IWF By Matthew Jones
The United States and Russia host the bulk of the world's child abuse Web sites, according to a British-based Internet monitoring group which identifies the UK as one of the countries with the best enforcement records.
The Internet Watch Foundation (IWF) reported on Tuesday that just over half (51 percent) of child abuse content was traced back to the United States and 20 percent to Russia.
This compared with just 0.2 percent of potentially illegal content that appears to be hosted in Britain, down from 18 percent in 1997.
"The UK has benefited from a concerted effort from the online industry which has sought to take down these Web sites and from the authorities which have demonstrated a determination to tackle the problem," said the IWF's Peter Robbins.
"In Britain, hosts are told about content and told to take it down. Additionally the government has done its part in bringing in tough legislation," the group's chief executive told Reuters.
New laws enacted in 2003 introduced the application of reverse burden of proof -- people have to prove they are innocent if they have downloaded obscene material.
The British authorities were also very active in arresting and prosecuting individuals as part of Operation Ore, an international police operation targeting viewers of child abuse images.
That the United States has such a high proportion of abuse Web sites is partly attributed to the fact the country has a large number of Internet users, servers and ISPs.

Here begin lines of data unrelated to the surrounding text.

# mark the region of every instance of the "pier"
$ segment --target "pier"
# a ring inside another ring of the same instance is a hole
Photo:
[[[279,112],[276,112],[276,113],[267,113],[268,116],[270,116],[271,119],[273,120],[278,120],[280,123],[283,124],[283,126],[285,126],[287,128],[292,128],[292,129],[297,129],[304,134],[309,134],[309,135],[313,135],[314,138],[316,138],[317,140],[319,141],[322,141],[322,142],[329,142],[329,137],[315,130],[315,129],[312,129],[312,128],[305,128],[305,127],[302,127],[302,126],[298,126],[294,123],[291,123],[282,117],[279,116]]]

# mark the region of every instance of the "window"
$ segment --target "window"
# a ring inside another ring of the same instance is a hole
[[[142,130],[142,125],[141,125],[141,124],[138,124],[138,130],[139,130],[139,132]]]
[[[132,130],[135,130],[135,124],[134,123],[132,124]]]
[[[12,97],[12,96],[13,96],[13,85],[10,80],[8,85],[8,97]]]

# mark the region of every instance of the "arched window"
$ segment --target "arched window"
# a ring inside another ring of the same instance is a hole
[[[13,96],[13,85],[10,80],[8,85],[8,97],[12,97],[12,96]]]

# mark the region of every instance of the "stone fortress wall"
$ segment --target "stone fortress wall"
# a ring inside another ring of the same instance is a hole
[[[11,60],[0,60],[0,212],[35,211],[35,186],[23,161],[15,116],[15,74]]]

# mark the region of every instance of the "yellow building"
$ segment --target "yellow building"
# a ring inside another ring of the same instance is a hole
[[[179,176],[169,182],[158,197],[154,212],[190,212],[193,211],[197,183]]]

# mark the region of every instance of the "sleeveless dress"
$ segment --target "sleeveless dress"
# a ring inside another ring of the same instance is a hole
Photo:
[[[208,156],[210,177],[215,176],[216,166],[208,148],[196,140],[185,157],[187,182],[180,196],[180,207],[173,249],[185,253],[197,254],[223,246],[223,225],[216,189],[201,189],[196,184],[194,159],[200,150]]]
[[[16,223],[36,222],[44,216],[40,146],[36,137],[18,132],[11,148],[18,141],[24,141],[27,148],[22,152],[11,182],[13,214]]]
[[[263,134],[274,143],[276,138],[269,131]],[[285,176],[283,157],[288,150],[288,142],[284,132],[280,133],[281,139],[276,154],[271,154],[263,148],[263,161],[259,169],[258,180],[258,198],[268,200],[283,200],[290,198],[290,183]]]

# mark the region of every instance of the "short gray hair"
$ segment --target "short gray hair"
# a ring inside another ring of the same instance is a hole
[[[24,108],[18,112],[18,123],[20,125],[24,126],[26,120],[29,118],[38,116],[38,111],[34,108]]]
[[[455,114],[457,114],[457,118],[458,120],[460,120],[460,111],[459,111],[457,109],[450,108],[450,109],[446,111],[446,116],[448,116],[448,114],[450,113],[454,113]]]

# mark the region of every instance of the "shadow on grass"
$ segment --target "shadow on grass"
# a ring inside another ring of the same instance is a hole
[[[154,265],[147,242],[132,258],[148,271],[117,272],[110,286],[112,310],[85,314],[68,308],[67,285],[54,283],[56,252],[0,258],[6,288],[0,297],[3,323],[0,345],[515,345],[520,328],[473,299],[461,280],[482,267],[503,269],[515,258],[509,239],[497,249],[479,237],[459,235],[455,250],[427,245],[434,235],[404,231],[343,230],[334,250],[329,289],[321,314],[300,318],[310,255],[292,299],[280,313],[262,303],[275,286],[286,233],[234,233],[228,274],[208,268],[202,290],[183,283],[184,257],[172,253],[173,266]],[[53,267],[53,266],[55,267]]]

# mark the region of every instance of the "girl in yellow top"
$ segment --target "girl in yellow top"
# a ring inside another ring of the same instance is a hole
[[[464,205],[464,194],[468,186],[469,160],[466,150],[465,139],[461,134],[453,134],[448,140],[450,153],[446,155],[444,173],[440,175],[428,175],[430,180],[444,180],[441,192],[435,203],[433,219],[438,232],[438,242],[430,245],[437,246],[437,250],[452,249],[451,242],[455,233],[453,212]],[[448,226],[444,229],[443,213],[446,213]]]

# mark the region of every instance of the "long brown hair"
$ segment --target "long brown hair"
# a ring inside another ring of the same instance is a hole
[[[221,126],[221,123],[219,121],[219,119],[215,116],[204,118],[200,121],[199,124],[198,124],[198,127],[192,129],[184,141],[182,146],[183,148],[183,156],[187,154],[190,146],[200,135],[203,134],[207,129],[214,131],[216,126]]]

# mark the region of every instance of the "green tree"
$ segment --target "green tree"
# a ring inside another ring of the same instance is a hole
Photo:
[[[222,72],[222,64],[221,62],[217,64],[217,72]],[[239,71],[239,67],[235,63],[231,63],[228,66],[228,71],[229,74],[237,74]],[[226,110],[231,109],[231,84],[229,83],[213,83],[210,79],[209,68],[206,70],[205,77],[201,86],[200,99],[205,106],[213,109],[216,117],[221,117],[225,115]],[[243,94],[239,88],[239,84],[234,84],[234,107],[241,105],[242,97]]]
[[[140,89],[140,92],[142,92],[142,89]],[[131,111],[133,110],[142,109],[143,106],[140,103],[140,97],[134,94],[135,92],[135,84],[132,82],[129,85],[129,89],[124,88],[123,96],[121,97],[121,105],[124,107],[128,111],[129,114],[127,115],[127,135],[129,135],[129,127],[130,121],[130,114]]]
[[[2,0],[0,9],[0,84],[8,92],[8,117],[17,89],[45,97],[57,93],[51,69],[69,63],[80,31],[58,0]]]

The enforcement approach also differs from the British model. In the United States law enforcement officials prefer to track down the people behind the Web sites by leaving them live for a period. In contrast, British police shut down the Web sites first and then track down the perpetrators using computer records.
Robbins said the problem in Russia was a lack of any centralized authority to take ownership of the problem. He said there was no hotline that people could use to report Web sites.
In total, more than 31,000 sites with abusive material have been removed since 1996 when the IWF was set up, but challenges remain.
The growth of pay-per-view sites was worrying because they tend to be more technologically sophisticated and keep moving around the world to avoid being shut down. They also often host the most extreme images.
"Some of these Web sites have been bragging about how they have been around since 1995/1996. We have got to track them down and then shut them down," Robbins said.